While I was cleaning, I watched Thank You for Smoking, a movie I had been meaning to watch, but hadn't seen yet. I really intended to read the book first. It was interesting for me to see the movie, having been raised by a dedicated tobacco employee myself. My dad was really into the whole freedom issue about smoking when he worked for Philip Morris. I still want to read the book, as I strongly suspect that a "Hollywood ending" was tacked on to the movie. The reviews I had read about the book described a much darker story.
Afterwards, I took a long hot shower. That was wonderful.
In all clean clothes, with the washer going, I decided to reward myself with pizza for dinner. I had been really craving it. And apparently there's no point in my watching my weight. I was watching another movie I had been meaning to see on TCM, Johnny Guitar. I hate Westerns. I hate the mui-macho manhood posturing, the formulaic plots, the horrible dialogue, and all those endless gunfights. Only to see Joan Crawford in one of her most awkward movies could I sit through it. Had Crawford not gone on to make so many other bad movies, I could say it was her Sextette. As it was though, there are many similarities.

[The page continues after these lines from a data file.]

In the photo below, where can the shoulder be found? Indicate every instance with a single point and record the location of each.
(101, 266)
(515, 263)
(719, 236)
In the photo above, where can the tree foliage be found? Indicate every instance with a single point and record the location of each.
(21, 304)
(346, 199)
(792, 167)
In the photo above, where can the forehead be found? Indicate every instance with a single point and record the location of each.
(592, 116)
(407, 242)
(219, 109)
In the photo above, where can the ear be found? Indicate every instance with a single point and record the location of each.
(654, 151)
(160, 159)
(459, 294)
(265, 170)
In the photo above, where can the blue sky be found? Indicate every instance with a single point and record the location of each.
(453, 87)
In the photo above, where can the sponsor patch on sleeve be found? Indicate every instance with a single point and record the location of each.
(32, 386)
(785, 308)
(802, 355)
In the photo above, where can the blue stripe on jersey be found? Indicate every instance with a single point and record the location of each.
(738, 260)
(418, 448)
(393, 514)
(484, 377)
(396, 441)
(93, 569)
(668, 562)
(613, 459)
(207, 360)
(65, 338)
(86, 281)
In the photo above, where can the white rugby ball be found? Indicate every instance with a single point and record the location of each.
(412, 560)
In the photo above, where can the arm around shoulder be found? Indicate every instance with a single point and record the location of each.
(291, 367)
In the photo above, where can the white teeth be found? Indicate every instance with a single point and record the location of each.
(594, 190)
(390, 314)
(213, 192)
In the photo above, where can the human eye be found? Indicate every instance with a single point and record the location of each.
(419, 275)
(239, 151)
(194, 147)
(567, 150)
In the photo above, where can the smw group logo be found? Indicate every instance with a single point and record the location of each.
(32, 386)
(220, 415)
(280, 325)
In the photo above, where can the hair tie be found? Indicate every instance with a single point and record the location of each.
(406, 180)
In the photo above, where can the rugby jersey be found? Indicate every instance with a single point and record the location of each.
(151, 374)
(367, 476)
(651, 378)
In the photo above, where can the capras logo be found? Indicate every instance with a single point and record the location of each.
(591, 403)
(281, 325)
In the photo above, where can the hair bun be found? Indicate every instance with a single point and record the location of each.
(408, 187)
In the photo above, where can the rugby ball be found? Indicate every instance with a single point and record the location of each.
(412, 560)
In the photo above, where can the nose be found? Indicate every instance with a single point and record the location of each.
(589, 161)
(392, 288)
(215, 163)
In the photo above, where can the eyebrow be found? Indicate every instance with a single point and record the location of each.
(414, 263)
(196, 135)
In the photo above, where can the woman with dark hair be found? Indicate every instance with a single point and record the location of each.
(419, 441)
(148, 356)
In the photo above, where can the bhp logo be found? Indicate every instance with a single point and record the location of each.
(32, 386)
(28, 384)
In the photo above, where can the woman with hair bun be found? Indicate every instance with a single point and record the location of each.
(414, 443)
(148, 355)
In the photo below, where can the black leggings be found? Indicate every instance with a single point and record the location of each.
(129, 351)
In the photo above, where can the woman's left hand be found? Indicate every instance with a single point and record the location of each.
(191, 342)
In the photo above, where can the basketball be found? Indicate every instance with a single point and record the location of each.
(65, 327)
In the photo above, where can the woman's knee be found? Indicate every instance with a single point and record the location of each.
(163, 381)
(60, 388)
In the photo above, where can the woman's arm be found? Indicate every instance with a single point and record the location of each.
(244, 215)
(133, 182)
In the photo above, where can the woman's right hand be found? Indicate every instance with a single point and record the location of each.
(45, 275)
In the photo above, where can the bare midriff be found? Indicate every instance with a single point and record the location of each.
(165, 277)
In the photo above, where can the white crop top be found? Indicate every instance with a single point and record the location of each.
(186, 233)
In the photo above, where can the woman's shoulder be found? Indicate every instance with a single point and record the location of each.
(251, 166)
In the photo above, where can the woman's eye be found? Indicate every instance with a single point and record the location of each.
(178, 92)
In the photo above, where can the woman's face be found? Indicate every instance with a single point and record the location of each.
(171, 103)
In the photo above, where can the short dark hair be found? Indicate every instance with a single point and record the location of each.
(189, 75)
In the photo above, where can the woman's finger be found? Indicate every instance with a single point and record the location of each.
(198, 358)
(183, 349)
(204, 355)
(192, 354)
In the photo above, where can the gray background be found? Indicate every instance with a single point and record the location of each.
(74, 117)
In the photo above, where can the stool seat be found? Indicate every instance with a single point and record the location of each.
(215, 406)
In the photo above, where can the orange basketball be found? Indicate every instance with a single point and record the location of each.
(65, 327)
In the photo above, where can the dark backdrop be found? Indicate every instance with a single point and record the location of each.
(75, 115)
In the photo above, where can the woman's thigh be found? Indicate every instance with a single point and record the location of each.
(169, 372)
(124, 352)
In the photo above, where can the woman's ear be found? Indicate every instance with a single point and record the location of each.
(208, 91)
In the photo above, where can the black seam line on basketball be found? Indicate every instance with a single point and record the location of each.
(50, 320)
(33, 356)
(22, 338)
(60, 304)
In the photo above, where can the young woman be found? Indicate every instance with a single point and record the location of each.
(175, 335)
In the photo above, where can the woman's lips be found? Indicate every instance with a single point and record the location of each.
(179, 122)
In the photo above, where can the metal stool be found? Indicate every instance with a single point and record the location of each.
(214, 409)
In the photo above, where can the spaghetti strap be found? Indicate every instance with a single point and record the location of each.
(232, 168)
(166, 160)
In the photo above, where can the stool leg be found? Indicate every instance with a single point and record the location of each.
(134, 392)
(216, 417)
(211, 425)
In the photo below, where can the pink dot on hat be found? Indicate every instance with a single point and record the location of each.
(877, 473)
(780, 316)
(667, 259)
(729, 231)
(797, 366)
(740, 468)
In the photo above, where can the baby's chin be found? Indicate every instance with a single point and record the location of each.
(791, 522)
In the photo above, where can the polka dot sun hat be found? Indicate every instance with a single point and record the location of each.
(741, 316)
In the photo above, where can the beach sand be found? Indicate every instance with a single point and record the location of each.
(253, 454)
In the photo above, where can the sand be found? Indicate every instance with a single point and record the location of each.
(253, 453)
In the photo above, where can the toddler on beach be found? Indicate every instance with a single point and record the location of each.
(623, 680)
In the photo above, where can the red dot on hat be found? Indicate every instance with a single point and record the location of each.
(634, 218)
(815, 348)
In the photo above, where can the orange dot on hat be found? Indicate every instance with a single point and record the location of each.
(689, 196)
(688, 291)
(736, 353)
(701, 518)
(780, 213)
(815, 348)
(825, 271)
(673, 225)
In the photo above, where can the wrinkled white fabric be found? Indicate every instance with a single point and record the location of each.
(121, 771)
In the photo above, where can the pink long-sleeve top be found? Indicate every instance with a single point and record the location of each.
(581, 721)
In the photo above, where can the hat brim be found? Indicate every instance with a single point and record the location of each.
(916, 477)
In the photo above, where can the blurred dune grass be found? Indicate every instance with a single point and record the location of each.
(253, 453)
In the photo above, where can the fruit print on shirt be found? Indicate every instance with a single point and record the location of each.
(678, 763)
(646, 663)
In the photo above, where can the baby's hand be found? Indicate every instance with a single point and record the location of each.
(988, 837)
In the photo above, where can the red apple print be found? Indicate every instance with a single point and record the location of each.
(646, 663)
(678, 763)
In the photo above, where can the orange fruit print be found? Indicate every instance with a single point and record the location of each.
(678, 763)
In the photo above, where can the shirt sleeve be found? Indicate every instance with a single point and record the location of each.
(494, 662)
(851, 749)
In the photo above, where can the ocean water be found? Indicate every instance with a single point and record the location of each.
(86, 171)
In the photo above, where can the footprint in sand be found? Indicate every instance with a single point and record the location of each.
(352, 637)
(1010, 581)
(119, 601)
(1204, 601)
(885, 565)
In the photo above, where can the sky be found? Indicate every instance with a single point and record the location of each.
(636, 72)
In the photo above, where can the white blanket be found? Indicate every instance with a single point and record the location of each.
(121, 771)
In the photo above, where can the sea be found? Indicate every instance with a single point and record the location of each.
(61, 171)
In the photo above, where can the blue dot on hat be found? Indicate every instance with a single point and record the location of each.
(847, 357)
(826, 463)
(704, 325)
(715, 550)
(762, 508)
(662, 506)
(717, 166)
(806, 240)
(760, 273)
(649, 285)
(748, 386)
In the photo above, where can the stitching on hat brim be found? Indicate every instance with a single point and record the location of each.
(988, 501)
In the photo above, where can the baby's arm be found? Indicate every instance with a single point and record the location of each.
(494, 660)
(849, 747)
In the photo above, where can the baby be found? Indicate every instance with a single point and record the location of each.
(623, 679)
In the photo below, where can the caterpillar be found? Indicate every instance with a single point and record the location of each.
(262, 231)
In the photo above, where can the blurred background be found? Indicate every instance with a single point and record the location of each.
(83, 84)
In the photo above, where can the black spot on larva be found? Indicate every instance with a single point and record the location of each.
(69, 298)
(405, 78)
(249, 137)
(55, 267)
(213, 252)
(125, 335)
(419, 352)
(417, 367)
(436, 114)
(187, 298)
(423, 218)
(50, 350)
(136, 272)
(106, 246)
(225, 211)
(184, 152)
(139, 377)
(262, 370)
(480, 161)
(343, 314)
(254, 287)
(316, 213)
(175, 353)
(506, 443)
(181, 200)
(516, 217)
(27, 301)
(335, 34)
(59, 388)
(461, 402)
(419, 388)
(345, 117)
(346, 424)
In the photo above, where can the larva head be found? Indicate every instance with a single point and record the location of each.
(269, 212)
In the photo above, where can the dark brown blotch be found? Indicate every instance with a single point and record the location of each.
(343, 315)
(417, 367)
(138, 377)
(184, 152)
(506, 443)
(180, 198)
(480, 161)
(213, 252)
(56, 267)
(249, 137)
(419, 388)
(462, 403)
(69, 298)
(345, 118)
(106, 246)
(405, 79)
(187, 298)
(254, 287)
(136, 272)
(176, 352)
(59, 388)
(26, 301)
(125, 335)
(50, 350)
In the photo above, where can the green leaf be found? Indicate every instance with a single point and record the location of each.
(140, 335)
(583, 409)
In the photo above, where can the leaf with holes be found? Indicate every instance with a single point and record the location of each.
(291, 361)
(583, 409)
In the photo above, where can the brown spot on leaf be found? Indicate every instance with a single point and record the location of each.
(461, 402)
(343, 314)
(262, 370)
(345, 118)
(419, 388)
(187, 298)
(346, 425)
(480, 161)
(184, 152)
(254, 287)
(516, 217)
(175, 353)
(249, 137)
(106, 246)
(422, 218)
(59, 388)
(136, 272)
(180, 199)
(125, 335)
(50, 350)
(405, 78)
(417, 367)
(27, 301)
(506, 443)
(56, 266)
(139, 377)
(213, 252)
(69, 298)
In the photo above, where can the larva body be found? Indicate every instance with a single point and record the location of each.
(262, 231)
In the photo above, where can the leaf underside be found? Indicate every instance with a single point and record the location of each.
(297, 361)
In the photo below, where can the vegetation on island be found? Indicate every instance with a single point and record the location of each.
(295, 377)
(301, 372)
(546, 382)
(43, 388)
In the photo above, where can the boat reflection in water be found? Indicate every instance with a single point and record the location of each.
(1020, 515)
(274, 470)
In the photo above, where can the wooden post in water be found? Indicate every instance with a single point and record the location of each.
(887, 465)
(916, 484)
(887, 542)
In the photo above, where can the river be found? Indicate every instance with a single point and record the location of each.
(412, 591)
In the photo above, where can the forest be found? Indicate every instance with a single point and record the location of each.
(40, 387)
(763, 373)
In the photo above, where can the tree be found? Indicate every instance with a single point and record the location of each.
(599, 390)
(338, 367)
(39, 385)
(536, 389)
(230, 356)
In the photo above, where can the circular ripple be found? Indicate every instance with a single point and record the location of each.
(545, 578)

It was (well it shoulda been, anyway) the last gasp of a woman who refused to acknowledge her age and take appropriate parts. She is about a hundred years older than her leading man. Despite the careful makeup, her obviously still slender body, and close-ups I'm sure it took hours to set up the lighting on, it's obvious she's still playing a romantic lead when she should be playing the lead's mother. The fact that she is supposed to be a siren/man-trap for all the men in the movie seems to be something that even they have a hard time playing with a straight face. The scenes she plays against Mercedes McCambridge, however, crackle with the electricity and the realism that the love scenes lack. By all accounts, by the end of the shoot, she and Mercedes really loathed each other. That totally comes through. Apparently many of their scenes together had to be filmed separately and spliced together later. It makes the movie very disjointed, however. Those scenes are so intense, and the rest of the movie feels so much like a read-through. Their emotion towards each other isn't really supported by the script or character development. There is some attempt to make Mercedes into an obsessed anti-Crawford zealot, but it feels like tacked-on stuff. Also, Crawford is on screen far too much for a female in a Western - even a female lead. It's an odd movie to watch. You can see Crawford's hand in the fact that she, the "bad girl", does in the end vanquish Mercedes McCambridge's character (that would never have flown when the production code was in full force), and triumphantly ends up with her man. I'm suspecting a re-write there, since they had played the whole movie as star-crossed and ultimately tragic figures. She the fallen woman trying to redeem herself, and he the gun-slinger trying and failing to change his ways. I would really have loved to have seen Barbara Stanwyck in the Mercedes role. She could've given Joan a run for her money.
By this time I was starving, and my pizza still wasn't here. The guy eventually did show up. He was hot in a scary kid of way, tattoos on both hands, and not smelling too well, but he was a good-looking guy. I ate my pizza, played on the computer, and watched part of Star Wars before turning in. Seldom have I presented such a complete picture of the computer nerd in repose.
I had a hard time getting to sleep. I've mostly slept for the last two days. But eventually I dropped off.